Le fanservice débridé et l’ecchi pur devraient énormément plaire aux pervers les plus exigeants, qui ne se satisfont pas d’un coup d’oeil furtif sur une culotte blanche ; ici, on ne peut même plus parler de « pantsu », tant elles ne tiennent pas longtemps lorsqu’il y en a.
L’ecchi est poussé à l’extrême, à un point tel qu’il en devient ridicule. Et c’est ça, le but.
Autour d’une histoire rocambolesque au possible, et des personnages aussi farfelus que dérangés, l’auteur s’est amusé à parodier les séries d’action sur fond d’un ecchi utilisé à son paroxisme. Et franchement, je me suis marré. Une fois passé le choc premier, les personnages caricaturaux et les techniques employées ne peuvent que faire rire tant ils sont ouvertement ridicules. Attention, cela ne veut pas dire pour autant que c’est un anime à mettre entre toutes les mains, bien au contraire ; relisez ce que j’ai dit à la première ligne de ma critique.
L’anime date de 1991, mais ce sont des oav, donc ça reste techniquement plus que correct, sauf peut-être au niveau de l’animation. La musique, par contre, est excellente. J’ai aussi trouvé que la gestion des mimiques donnait un plus humoristique non négligeable.
Mon seul reproche concerne un certain manque de goût, au début, où l’on retrouve des adeptes SM en costumes nazi, une fille crucifiée sur une croix gammée, et une prof de punition appelée Gestapoko ; en tant qu’européen, ça choque beaucoup plus que la surrenchère de chair nue.
Kekko Kamen, c’est Cutie Honey en pire. C’est de l’ecchi (amusez-vous à compter le nombre de fois où j’ai dit ce mot dans cette critique), de l’humour, et de l’action ; et le mélange donne un résultat délirant, que j’ai adoré.
Verdict : A ne pas mettre entre toutes les mains, mais c’est bien fendard comme anime.

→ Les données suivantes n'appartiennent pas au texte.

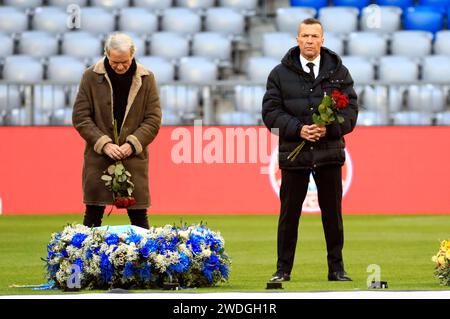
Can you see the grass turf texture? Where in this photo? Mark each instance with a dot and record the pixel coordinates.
(401, 245)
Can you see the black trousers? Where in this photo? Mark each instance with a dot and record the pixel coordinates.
(94, 214)
(294, 187)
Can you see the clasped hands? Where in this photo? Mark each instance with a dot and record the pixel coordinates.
(117, 152)
(313, 132)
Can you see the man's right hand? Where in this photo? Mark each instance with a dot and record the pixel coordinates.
(113, 151)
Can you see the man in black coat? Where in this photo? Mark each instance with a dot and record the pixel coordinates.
(295, 89)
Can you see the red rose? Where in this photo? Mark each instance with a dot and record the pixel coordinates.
(340, 99)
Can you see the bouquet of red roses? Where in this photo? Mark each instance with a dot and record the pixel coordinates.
(328, 114)
(118, 180)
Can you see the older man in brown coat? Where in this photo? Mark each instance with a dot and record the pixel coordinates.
(116, 88)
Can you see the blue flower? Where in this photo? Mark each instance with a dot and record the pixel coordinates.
(78, 239)
(112, 239)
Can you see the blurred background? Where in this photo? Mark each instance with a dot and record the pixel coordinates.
(212, 58)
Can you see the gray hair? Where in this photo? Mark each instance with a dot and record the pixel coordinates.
(120, 42)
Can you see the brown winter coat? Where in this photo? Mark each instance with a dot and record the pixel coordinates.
(93, 119)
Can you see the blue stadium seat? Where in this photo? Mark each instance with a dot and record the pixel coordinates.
(397, 3)
(352, 3)
(317, 4)
(423, 18)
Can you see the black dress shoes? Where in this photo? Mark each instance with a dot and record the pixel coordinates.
(338, 276)
(280, 276)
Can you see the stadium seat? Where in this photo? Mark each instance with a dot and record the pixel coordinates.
(12, 20)
(138, 20)
(212, 45)
(411, 43)
(249, 98)
(398, 69)
(423, 18)
(383, 19)
(22, 4)
(6, 45)
(170, 45)
(347, 22)
(153, 4)
(22, 69)
(352, 3)
(259, 68)
(81, 45)
(404, 4)
(50, 19)
(179, 98)
(436, 69)
(195, 4)
(288, 19)
(361, 69)
(110, 4)
(197, 70)
(97, 20)
(181, 20)
(367, 44)
(39, 44)
(65, 69)
(317, 4)
(163, 70)
(224, 20)
(413, 118)
(428, 98)
(239, 4)
(333, 42)
(276, 44)
(442, 42)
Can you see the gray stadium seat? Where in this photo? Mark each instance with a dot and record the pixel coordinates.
(334, 42)
(442, 42)
(385, 19)
(163, 70)
(6, 45)
(276, 44)
(181, 20)
(81, 44)
(339, 19)
(97, 20)
(179, 98)
(239, 4)
(413, 118)
(288, 19)
(427, 98)
(153, 4)
(258, 68)
(361, 69)
(249, 98)
(110, 4)
(411, 43)
(367, 44)
(169, 45)
(436, 69)
(65, 69)
(22, 69)
(138, 20)
(39, 44)
(212, 45)
(197, 70)
(12, 20)
(50, 19)
(23, 3)
(398, 69)
(224, 20)
(195, 4)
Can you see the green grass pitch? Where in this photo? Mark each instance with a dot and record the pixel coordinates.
(402, 245)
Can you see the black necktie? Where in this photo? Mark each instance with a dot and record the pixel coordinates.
(310, 65)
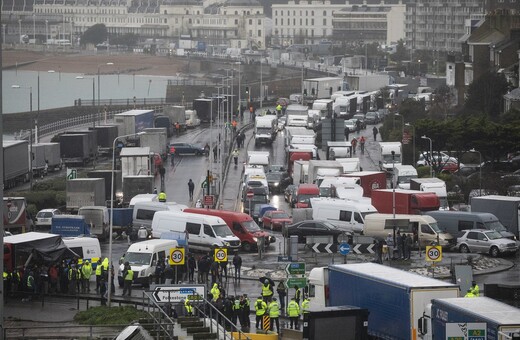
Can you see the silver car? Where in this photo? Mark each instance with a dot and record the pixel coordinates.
(485, 241)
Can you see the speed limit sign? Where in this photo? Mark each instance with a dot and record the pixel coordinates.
(176, 256)
(434, 253)
(220, 254)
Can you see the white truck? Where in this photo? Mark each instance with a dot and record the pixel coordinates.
(136, 162)
(321, 88)
(390, 155)
(300, 172)
(402, 176)
(435, 185)
(297, 115)
(265, 129)
(319, 169)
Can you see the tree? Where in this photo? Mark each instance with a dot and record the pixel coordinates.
(94, 35)
(485, 94)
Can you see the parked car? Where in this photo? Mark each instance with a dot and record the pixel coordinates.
(361, 118)
(372, 117)
(351, 124)
(485, 241)
(44, 217)
(312, 228)
(188, 149)
(275, 219)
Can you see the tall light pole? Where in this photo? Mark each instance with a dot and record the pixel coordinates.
(99, 81)
(431, 154)
(93, 98)
(413, 142)
(479, 171)
(111, 228)
(30, 134)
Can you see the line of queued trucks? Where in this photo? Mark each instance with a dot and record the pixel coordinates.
(363, 201)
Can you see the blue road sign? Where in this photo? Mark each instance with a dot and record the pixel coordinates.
(344, 248)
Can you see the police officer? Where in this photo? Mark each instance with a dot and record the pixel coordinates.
(293, 311)
(267, 290)
(260, 309)
(128, 276)
(162, 197)
(274, 314)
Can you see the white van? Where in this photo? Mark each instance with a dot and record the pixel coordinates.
(426, 227)
(143, 258)
(204, 232)
(143, 213)
(345, 214)
(402, 176)
(87, 248)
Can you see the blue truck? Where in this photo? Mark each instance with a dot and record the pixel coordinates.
(395, 299)
(471, 318)
(69, 226)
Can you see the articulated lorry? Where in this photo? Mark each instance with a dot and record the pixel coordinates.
(134, 121)
(475, 318)
(435, 185)
(406, 201)
(396, 300)
(506, 208)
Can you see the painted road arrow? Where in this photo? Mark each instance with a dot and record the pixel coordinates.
(364, 248)
(325, 248)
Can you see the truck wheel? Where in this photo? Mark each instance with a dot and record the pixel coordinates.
(247, 246)
(464, 248)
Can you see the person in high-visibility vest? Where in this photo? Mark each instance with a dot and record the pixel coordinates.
(128, 276)
(293, 311)
(188, 307)
(274, 314)
(86, 273)
(162, 197)
(260, 309)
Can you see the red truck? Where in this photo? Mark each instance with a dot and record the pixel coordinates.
(369, 181)
(297, 155)
(406, 201)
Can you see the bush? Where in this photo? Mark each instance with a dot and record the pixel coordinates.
(104, 315)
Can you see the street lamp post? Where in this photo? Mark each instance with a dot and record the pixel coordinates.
(93, 97)
(111, 228)
(413, 142)
(431, 154)
(479, 171)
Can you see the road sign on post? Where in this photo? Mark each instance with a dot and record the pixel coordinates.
(297, 268)
(176, 256)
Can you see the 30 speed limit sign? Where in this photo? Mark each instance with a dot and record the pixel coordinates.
(434, 253)
(220, 254)
(176, 256)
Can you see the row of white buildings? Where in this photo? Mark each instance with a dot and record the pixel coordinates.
(422, 24)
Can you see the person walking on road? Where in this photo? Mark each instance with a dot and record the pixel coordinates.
(353, 142)
(375, 131)
(191, 188)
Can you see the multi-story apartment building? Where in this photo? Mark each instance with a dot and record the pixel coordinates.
(381, 23)
(438, 24)
(235, 23)
(302, 22)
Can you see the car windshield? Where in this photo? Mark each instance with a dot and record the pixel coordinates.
(138, 259)
(435, 227)
(222, 230)
(493, 235)
(280, 215)
(250, 226)
(495, 225)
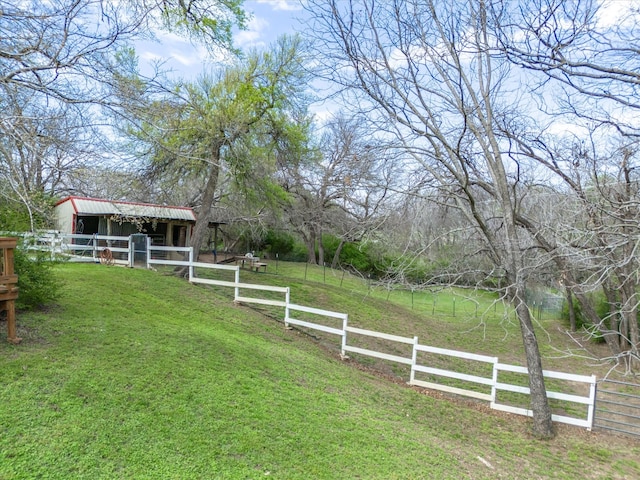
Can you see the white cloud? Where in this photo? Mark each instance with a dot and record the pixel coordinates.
(253, 36)
(283, 5)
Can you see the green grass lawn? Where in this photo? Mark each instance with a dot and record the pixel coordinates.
(135, 374)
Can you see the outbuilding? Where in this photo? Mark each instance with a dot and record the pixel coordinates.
(165, 225)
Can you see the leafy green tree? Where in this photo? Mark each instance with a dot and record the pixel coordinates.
(234, 123)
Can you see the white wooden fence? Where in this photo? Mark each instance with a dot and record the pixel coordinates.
(486, 388)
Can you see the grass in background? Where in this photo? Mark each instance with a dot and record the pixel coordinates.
(140, 375)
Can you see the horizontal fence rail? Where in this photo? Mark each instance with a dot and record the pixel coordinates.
(489, 382)
(493, 383)
(589, 400)
(618, 407)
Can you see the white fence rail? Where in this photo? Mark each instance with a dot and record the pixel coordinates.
(162, 255)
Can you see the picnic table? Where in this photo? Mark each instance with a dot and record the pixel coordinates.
(251, 262)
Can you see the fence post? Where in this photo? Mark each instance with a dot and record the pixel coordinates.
(494, 382)
(345, 322)
(592, 402)
(236, 290)
(287, 301)
(414, 360)
(148, 252)
(94, 243)
(132, 252)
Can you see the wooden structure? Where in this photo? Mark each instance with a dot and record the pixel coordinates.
(8, 286)
(253, 263)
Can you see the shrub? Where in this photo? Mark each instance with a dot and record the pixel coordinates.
(36, 279)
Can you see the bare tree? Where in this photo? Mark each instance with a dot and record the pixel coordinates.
(55, 59)
(429, 67)
(343, 188)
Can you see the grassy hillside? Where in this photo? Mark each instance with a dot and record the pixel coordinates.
(139, 375)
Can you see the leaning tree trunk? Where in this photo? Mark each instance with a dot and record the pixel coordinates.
(208, 196)
(336, 256)
(542, 423)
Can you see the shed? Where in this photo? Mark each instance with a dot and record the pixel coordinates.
(165, 225)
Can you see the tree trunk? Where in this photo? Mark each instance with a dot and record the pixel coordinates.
(336, 256)
(542, 423)
(208, 196)
(320, 248)
(572, 312)
(311, 247)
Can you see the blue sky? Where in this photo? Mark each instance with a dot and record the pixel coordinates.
(268, 20)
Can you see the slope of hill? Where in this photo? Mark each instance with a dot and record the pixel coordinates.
(139, 375)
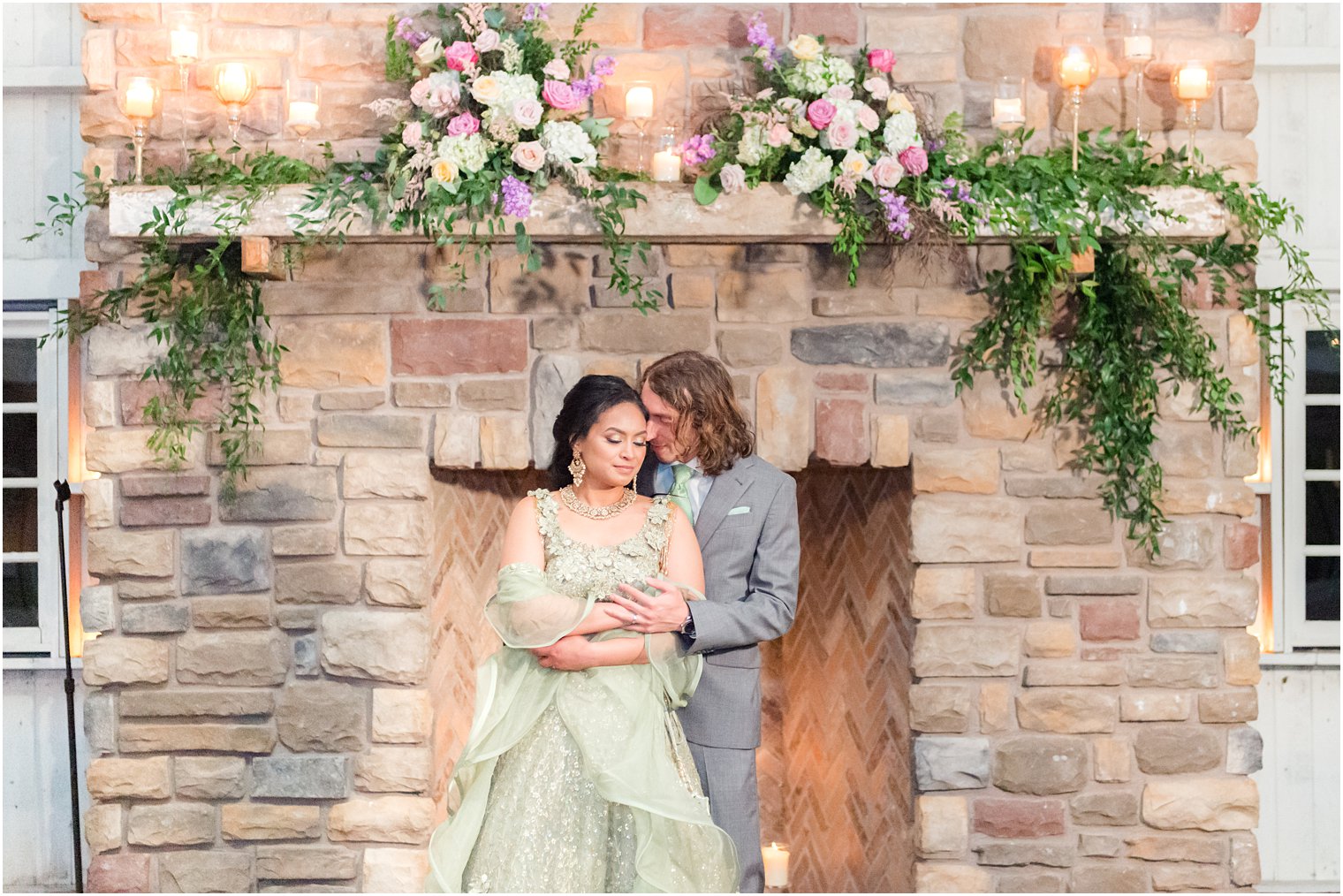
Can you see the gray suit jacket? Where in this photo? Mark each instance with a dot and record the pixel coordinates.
(751, 579)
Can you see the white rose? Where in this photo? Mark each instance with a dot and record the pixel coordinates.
(805, 47)
(529, 155)
(429, 53)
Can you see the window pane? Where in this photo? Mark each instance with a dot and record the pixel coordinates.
(20, 596)
(20, 520)
(1322, 437)
(1322, 512)
(1322, 588)
(1322, 363)
(20, 369)
(20, 444)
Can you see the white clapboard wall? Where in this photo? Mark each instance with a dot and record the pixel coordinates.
(42, 147)
(1298, 140)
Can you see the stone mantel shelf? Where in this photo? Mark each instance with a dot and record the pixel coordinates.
(672, 215)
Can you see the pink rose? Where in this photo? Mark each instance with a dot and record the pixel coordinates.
(527, 113)
(461, 56)
(842, 134)
(821, 113)
(914, 160)
(886, 172)
(529, 155)
(560, 95)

Kotetsushin Jeeg (13 épisodes – 2007)
Histoire : Cinquante ans ont passé depuis que la reine Himika et l’Empire Jama ont été scellés sur Kyushu. L’île est depuis inaccessible.
Kenji est un lycéen ; il partage son temps entre l’école et les courses de moto. Le jour où l’Empire Jama refait surface, il apprend qu’il a été choisi pour devenir le nouveau pilote du Jeeg, le robot qui avait vaincu ce redoutable ennemi en son temps.
Critique : C’est du Go Nagai. Ce simple fait induit tout le reste pour cette série : c’est du mecha, c’est ultra-basique, mais c’est un bon défouloir pour ceux qui sauront l’apprécier. Le format assez court permet de nous épargner le schéma classique « un épisode – un ennemi », c’est plus violent que les animes de Go Nagai des années ’70, et le fonctionnement du robot, basé sur le magnétisme, donne lieu à de nouvelles possibilités, notamment dans les affrontements.
Par contre, malgré la présence de nombreux flash-backs sur l’anime d’origine de 1975 pour permettre aux néophytes de tout saisir à l’univers de la série, j’ai parfois eu l’impression de passer à côté de certains aspects de l’histoire. Ce n’est peut-être qu’une impression, mais cela reste frustrant. L’autre petit reproche que je ferai à cet anime, c’est le même que pour d’autres animes récents estampillés « Go Nagai » : il manque le côté désuet et l’ambiance des séries d’origine. Par exemple, le côté psychédélique/flower-power typique de son époque qui caractérisait le premier anime de Cutie Honey apportait un véritable plus ; mais là, il n’y a plus d’équivalent.
Cet anime peut se résumer en deux mots : « Go Nagai ». Donc si vous aimez d’autres séries de l’auteur, ça devrait passer sans problème. Si vous y êtes allergiques, vous retrouverez ici tout ce que vous détestez. Et si vous n’avez jamais essayé, ce n’est pas nécessairement l’anime par lequel vous devriez commencer.
A noter que les fans de l’auteur pourront ici s’amuser à noter les nombreuses références à ses autres titres, de Cutie Honey (j’ai bien aimé l’apparition de l’émule du professeur Alphonsine) à Abarashi Family.
Verdict : Un anime plutôt pour fan du genre.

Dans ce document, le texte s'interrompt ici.